VG Augsburg, Urteil v. 17.04.2023 – Au 9 K 22.31328
Titel:

offensichtlich unbegründete Asylklage

Normenkette:
AsylG § 3, § 4, § 30 Abs. 1
Leitsatz:
Liegt die Aussichtslosigkeit des Asylbegehrens auf der Hand und begründet der Kläger seine Klage gegen den sein Asylbegehren als offensichtlich unbegründet ablehnenden Bescheid des Bundesamtes nicht und erscheint er trotz ordnungsgemäßer Ladung nicht zur mündlichen Verhandlung, liegen die Voraussetzungen für eine qualifizierte Klageabweisung als offensichtlich unbegründet vor. (Rn. 24) (redaktioneller Leitsatz)
Schlagworte:
Irak, offensichtlich unbegründete Asylklage, Einreise auf dem Landweg, keine Anknüpfung an asylrechtlich relevantes Merkmal geltend gemacht, Vorverfolgung, Diskriminierung
Fundstelle:
BeckRS 2023, 15702

Tenor

I.    Die Klage wird als offensichtlich unbegründet abgewiesen.
II.    Der Kläger hat die Kosten des Verfahrens zu tragen.

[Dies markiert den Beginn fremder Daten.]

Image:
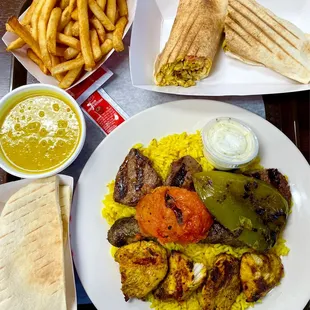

Gerichtskosten werden nicht erhoben.
III.    Das Urteil ist hinsichtlich der Kosten vorläufig vollstreckbar.

Tatbestand

1
Der Kläger begehrt mit seiner Klage die Zuerkennung der Flüchtlingseigenschaft bzw. die Anerkennung als Asylberechtigter.
2
Der am ... 1999 in Z. (Irak) geborene Kläger ist irakischer Staatsangehöriger mit kurdischer Volkszugehörigkeit.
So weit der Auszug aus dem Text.